Neither Taijuan Walker nor Justin Verlander blinked in what became a classic pitcher’s duel, but Drew Smith could not survive the ninth inning in a 2-0 loss to the Astros on Wednesday afternoon at Citi Field in front of 29,230, who witnessed the Mets get swept in the short, two-game set.
The Mets (47-29) had not dropped three straight prior to this stretch and temporarily fell to 3 ½ games ahead of the Braves, who were set to play later Wednesday. The NL East lead has not been this close since May 2.
After Buck Showalter went to Edwin Diaz for the top of the Astros’ lineup in the eighth, the Mets manager tried Smith for the ninth. Two games after Adam Ottavino allowed a game-winning home run, Smith watched catcher Jason Castro – who entered the day hitting .095 – hit a two-run bomb to right to quiet what had been a loud crowd.
The Mets’ situational hitting has disappeared of late, entering play going 2-for-22 with runners in scoring position the past two games. On Wednesday, against Verlander, the issue was hitting in totality: They finished with two hits.
The day began with promise, an outstanding Walker and a strange infield defensive alignment, with Luis Guillorme starting his seventh game at third, Dominic Smith at first and Francisco Lindor and Jeff McNeil up the middle – but with a ground ball-reliant pitcher, the best gloves were desired.
The plan worked.
Jose Altuve, the game’s first batter, lined out to left. Each ensuing out Walker recorded did not leave the infield until Yordan Alvarez flew out to center to end the top of the sixth inning.
Entering play, Walker was 19th in baseball among starters with at least 60 innings thrown – and the best on the Mets – at getting ground balls, at a 49 percent clip.
Through Walker’s scoreless 7 ⅓ innings, Guillorme had a hand – whether catching pop-ups, fielding grounders and throwing over or jump-starting a double play – in 11 outs.

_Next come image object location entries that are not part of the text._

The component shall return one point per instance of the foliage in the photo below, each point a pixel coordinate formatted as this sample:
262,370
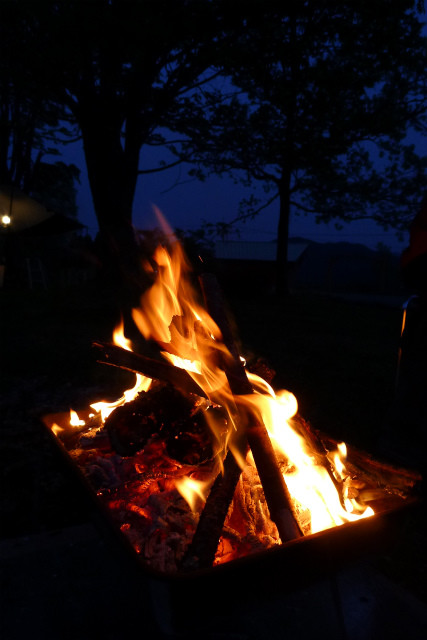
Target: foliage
320,100
31,123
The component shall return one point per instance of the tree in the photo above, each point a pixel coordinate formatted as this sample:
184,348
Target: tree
120,68
319,103
30,123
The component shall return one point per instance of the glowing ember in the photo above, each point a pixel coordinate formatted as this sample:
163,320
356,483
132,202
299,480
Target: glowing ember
323,491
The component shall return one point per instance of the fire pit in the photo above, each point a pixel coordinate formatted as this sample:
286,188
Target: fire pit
205,472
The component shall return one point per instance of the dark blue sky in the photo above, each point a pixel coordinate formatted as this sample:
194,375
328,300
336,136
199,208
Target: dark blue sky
186,203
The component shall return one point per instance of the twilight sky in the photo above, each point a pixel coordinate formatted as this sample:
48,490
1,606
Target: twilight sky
186,203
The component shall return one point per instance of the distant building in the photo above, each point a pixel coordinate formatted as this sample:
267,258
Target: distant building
330,267
251,266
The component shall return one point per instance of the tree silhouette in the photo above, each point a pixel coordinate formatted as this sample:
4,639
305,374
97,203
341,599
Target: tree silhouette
320,100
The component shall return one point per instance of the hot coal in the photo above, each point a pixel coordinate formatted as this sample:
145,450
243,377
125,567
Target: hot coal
162,412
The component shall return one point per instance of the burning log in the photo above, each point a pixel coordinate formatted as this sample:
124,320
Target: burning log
276,492
130,361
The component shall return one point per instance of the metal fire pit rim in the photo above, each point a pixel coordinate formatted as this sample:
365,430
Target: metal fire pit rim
364,531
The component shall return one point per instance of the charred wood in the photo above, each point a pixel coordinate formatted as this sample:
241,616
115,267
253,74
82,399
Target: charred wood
275,489
122,358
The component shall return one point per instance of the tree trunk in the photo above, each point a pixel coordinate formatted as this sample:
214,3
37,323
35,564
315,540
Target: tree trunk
112,172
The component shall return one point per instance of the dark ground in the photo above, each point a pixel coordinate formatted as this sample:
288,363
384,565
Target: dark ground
62,578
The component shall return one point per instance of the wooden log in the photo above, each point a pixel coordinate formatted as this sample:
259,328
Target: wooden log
116,356
201,552
275,489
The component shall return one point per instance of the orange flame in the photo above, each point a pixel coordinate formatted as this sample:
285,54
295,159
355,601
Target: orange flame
141,384
171,314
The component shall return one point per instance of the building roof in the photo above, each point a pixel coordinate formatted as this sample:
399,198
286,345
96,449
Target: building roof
263,251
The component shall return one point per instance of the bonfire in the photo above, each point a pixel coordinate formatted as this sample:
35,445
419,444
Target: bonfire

Walker, who has not surrendered more than four runs in a start since May 5, lowered his ERA to 2.72 and allowed just four hits with two walks and three strikeouts.
He was pulled after throwing 93 pitches with one out in the eighth, Showalter going to Diaz early to face the top of the Astros order. Diaz allowed two to reach base, but struck out Yordan Alvarez and Alex Bregman
The problem was Verlander matched Walker every step of the way.
The Mets’ first chance looked to be their best. Their first batter of the game, Brandon Nimmo, lined a first-pitch double to left-center. And though Pete Alonso and McNeil worked Verlander – seeing a combined 17 pitches – three batters after Nimmo’s hit, he was stranded on third. The Mets did not have another hit until there were two outs in the fifth. It would be their last.
The scariest moment of the game arrived in the bottom of the eighth, when three Astros converged on Dominic Smith’s shallow fly to left-center.
Shortstop Jeremy Pena made the running catch but was immediately upended by left fielder Alvarez, who himself went down as Pena’s arm hit his face. They both hit the grass hard and stayed there for several moments, Pena getting up first.
Alvarez remained, not moving, on the grass for several minutes before rising to his feet The Astros’ best hitter – and among the best in all of baseball – was then carted off the field and replaced by Chas McCormick. Mauricio Dubon subbed in for Pena .
After the long pause, Verlander got Ender Inciarte to fly out and, on his 101st pitch, Tomas Nido to strike out. There was no shaking him.